Note: I'm not very well-read or experienced with electronics, so I expect any answers I get will give me more questions. :/
Frequency will probably lie between 100-2000 Hz. The desired effect of the device is to take an audio signal and lower it by an octave. As far as current and voltage, I can't really say. I plan on putting this into a guitar for a school project, so it'll be whatever unamplified pickups are putting out.
So why didn't you say this in the first place?, your requirements bear no resemblance to your original question.
However, it's NOT a trivial project, not if you actually want it to be useable - I would suggest you buy one, they are commonly available in pedal form - check 'The White Stripes' who use one.
As a project, what would I be doing, BTW?
Not for music, but for voice frequencies?
Use a dspic to FFT it, do the fancy processing, and then DAC it back out? Is that how voice changes work, ain't it? Hmm, I've been thinking to try this out in Delphi on the PC, and then on a dsPic. I know of the holtek voice changers that did not take of.
The problem is it seems like it's not just a simple sinewave. He talks of putting it in to a guitar which won't produce a single sinewave but a complex wave.
As a project, what would I be doing, BTW?
Not for music, but for voice frequencies?
Use a dspic to FFT it, do the fancy processing, and then DAC it back out? Is that how voice changes work, ain't it? Hmm, I've been thinking to try this out in Delphi on the PC, and then on a dsPic. I know of the holtek voice changers that did not take of.
You splice the recording on the fly so it won't affect the speed.
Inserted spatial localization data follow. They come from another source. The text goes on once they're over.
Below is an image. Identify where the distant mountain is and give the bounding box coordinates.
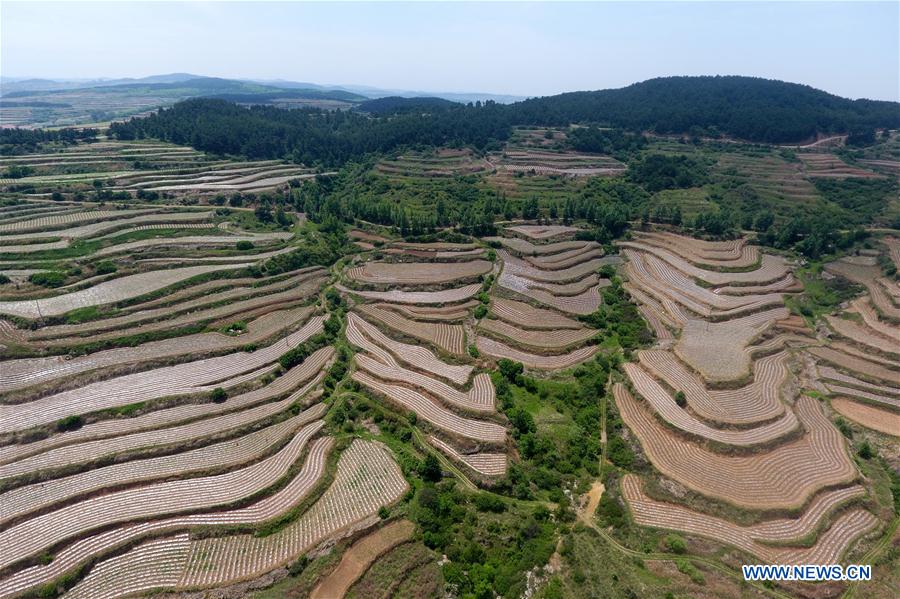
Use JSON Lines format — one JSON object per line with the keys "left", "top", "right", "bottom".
{"left": 356, "top": 96, "right": 460, "bottom": 115}
{"left": 0, "top": 73, "right": 204, "bottom": 95}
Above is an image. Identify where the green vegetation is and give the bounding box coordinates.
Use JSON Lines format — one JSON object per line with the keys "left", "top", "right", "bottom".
{"left": 28, "top": 271, "right": 66, "bottom": 288}
{"left": 786, "top": 262, "right": 863, "bottom": 321}
{"left": 580, "top": 275, "right": 652, "bottom": 351}
{"left": 627, "top": 154, "right": 709, "bottom": 192}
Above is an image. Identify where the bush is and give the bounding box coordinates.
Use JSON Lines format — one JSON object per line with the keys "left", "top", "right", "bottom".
{"left": 473, "top": 304, "right": 488, "bottom": 319}
{"left": 858, "top": 441, "right": 874, "bottom": 460}
{"left": 674, "top": 390, "right": 687, "bottom": 408}
{"left": 467, "top": 344, "right": 480, "bottom": 358}
{"left": 210, "top": 387, "right": 227, "bottom": 403}
{"left": 94, "top": 261, "right": 117, "bottom": 275}
{"left": 0, "top": 274, "right": 10, "bottom": 285}
{"left": 474, "top": 493, "right": 507, "bottom": 513}
{"left": 498, "top": 359, "right": 524, "bottom": 382}
{"left": 29, "top": 271, "right": 66, "bottom": 288}
{"left": 665, "top": 534, "right": 688, "bottom": 554}
{"left": 236, "top": 240, "right": 254, "bottom": 251}
{"left": 56, "top": 414, "right": 83, "bottom": 432}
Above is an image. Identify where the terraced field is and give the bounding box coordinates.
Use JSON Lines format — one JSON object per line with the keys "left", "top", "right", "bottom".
{"left": 0, "top": 140, "right": 324, "bottom": 195}
{"left": 615, "top": 230, "right": 883, "bottom": 574}
{"left": 374, "top": 148, "right": 492, "bottom": 179}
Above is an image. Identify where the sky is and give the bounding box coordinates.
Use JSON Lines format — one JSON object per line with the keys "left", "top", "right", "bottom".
{"left": 2, "top": 1, "right": 898, "bottom": 101}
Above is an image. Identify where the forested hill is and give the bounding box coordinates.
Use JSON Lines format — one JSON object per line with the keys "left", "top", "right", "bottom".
{"left": 512, "top": 76, "right": 900, "bottom": 143}
{"left": 106, "top": 76, "right": 900, "bottom": 164}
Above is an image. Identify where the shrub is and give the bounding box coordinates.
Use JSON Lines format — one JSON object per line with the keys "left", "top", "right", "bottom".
{"left": 56, "top": 414, "right": 83, "bottom": 432}
{"left": 0, "top": 274, "right": 10, "bottom": 285}
{"left": 474, "top": 493, "right": 507, "bottom": 513}
{"left": 674, "top": 390, "right": 687, "bottom": 408}
{"left": 94, "top": 261, "right": 117, "bottom": 275}
{"left": 467, "top": 344, "right": 480, "bottom": 358}
{"left": 858, "top": 441, "right": 874, "bottom": 460}
{"left": 210, "top": 387, "right": 227, "bottom": 403}
{"left": 665, "top": 534, "right": 688, "bottom": 554}
{"left": 236, "top": 240, "right": 254, "bottom": 251}
{"left": 474, "top": 304, "right": 488, "bottom": 319}
{"left": 29, "top": 271, "right": 66, "bottom": 288}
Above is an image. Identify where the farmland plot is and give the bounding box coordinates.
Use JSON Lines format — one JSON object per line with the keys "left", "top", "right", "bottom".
{"left": 336, "top": 282, "right": 481, "bottom": 304}
{"left": 353, "top": 370, "right": 505, "bottom": 443}
{"left": 476, "top": 336, "right": 598, "bottom": 370}
{"left": 2, "top": 437, "right": 334, "bottom": 597}
{"left": 429, "top": 435, "right": 507, "bottom": 477}
{"left": 637, "top": 349, "right": 791, "bottom": 425}
{"left": 0, "top": 316, "right": 325, "bottom": 434}
{"left": 309, "top": 520, "right": 416, "bottom": 599}
{"left": 620, "top": 368, "right": 798, "bottom": 446}
{"left": 0, "top": 420, "right": 325, "bottom": 571}
{"left": 830, "top": 398, "right": 900, "bottom": 436}
{"left": 0, "top": 407, "right": 324, "bottom": 525}
{"left": 505, "top": 224, "right": 581, "bottom": 240}
{"left": 176, "top": 439, "right": 408, "bottom": 588}
{"left": 355, "top": 354, "right": 494, "bottom": 412}
{"left": 346, "top": 313, "right": 473, "bottom": 385}
{"left": 478, "top": 317, "right": 597, "bottom": 351}
{"left": 622, "top": 474, "right": 877, "bottom": 564}
{"left": 0, "top": 210, "right": 213, "bottom": 242}
{"left": 347, "top": 259, "right": 491, "bottom": 285}
{"left": 1, "top": 306, "right": 314, "bottom": 392}
{"left": 0, "top": 262, "right": 256, "bottom": 319}
{"left": 615, "top": 387, "right": 857, "bottom": 510}
{"left": 0, "top": 351, "right": 331, "bottom": 481}
{"left": 355, "top": 304, "right": 465, "bottom": 355}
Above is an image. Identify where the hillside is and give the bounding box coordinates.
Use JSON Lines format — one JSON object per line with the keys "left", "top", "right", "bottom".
{"left": 512, "top": 76, "right": 900, "bottom": 143}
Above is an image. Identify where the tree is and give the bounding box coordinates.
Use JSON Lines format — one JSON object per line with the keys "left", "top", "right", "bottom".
{"left": 421, "top": 453, "right": 442, "bottom": 482}
{"left": 255, "top": 203, "right": 273, "bottom": 223}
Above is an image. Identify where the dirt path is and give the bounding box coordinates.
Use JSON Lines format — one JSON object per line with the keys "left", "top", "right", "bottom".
{"left": 309, "top": 519, "right": 415, "bottom": 599}
{"left": 579, "top": 480, "right": 606, "bottom": 524}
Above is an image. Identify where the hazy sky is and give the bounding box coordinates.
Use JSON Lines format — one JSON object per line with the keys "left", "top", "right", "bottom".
{"left": 2, "top": 1, "right": 898, "bottom": 100}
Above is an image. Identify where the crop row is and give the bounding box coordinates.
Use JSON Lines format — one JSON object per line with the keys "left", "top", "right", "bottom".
{"left": 478, "top": 317, "right": 596, "bottom": 351}
{"left": 619, "top": 367, "right": 797, "bottom": 446}
{"left": 475, "top": 336, "right": 598, "bottom": 370}
{"left": 0, "top": 420, "right": 325, "bottom": 571}
{"left": 615, "top": 388, "right": 857, "bottom": 510}
{"left": 176, "top": 439, "right": 408, "bottom": 588}
{"left": 346, "top": 260, "right": 491, "bottom": 285}
{"left": 355, "top": 304, "right": 464, "bottom": 355}
{"left": 429, "top": 436, "right": 507, "bottom": 477}
{"left": 622, "top": 473, "right": 876, "bottom": 564}
{"left": 346, "top": 313, "right": 472, "bottom": 386}
{"left": 0, "top": 317, "right": 325, "bottom": 435}
{"left": 1, "top": 438, "right": 334, "bottom": 597}
{"left": 353, "top": 370, "right": 505, "bottom": 443}
{"left": 0, "top": 348, "right": 331, "bottom": 473}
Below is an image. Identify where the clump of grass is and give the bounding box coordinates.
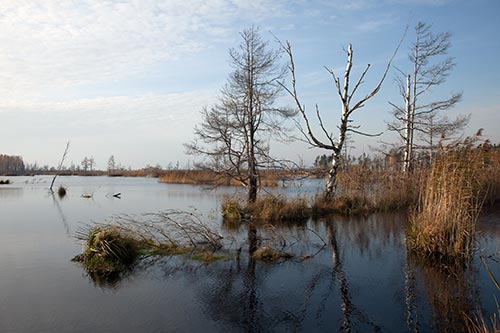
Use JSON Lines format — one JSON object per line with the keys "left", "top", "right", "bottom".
{"left": 249, "top": 194, "right": 309, "bottom": 223}
{"left": 222, "top": 197, "right": 245, "bottom": 222}
{"left": 252, "top": 245, "right": 292, "bottom": 262}
{"left": 407, "top": 149, "right": 483, "bottom": 262}
{"left": 311, "top": 194, "right": 370, "bottom": 216}
{"left": 57, "top": 185, "right": 67, "bottom": 198}
{"left": 73, "top": 225, "right": 140, "bottom": 274}
{"left": 222, "top": 194, "right": 309, "bottom": 223}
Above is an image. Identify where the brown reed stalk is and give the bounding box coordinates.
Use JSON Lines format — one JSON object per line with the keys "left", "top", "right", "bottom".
{"left": 407, "top": 148, "right": 483, "bottom": 262}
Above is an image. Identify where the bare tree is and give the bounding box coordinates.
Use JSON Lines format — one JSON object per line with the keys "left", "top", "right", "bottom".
{"left": 49, "top": 141, "right": 70, "bottom": 192}
{"left": 279, "top": 40, "right": 401, "bottom": 200}
{"left": 81, "top": 157, "right": 89, "bottom": 172}
{"left": 186, "top": 27, "right": 293, "bottom": 203}
{"left": 107, "top": 155, "right": 116, "bottom": 173}
{"left": 387, "top": 22, "right": 464, "bottom": 172}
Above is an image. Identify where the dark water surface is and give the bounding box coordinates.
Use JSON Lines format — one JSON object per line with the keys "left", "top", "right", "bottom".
{"left": 0, "top": 176, "right": 499, "bottom": 332}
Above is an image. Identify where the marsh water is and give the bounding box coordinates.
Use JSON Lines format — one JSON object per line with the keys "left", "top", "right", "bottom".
{"left": 0, "top": 176, "right": 499, "bottom": 332}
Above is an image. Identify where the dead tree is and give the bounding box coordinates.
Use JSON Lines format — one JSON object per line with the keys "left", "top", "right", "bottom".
{"left": 186, "top": 27, "right": 293, "bottom": 203}
{"left": 388, "top": 22, "right": 464, "bottom": 172}
{"left": 279, "top": 41, "right": 400, "bottom": 200}
{"left": 49, "top": 141, "right": 70, "bottom": 192}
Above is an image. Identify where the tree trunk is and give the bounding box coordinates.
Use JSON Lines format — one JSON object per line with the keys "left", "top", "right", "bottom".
{"left": 325, "top": 151, "right": 341, "bottom": 201}
{"left": 403, "top": 75, "right": 412, "bottom": 173}
{"left": 247, "top": 173, "right": 258, "bottom": 203}
{"left": 325, "top": 109, "right": 348, "bottom": 200}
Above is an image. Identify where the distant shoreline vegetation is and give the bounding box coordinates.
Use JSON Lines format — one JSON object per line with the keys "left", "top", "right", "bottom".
{"left": 157, "top": 169, "right": 315, "bottom": 187}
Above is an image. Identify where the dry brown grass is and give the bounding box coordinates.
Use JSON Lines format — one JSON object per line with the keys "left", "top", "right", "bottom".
{"left": 337, "top": 165, "right": 422, "bottom": 211}
{"left": 407, "top": 148, "right": 488, "bottom": 262}
{"left": 158, "top": 169, "right": 300, "bottom": 187}
{"left": 222, "top": 194, "right": 309, "bottom": 224}
{"left": 249, "top": 194, "right": 309, "bottom": 223}
{"left": 309, "top": 165, "right": 422, "bottom": 215}
{"left": 159, "top": 170, "right": 241, "bottom": 186}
Suppose you splice sound sample in to 100ms chunks, throw away every other chunk and stretch each chunk to 200ms. This will reduce the frequency by half and keep the length of the sample the same. The problem is you need to be careful where you splice the sample. You need to do it where the waveform crosses 0V and make sure the beginning of the next chunk is slewing in the same direction as at the end of the splice. If you don't do the splicing right, you'll add a lot of noise and distrotion and it'll sound horrible.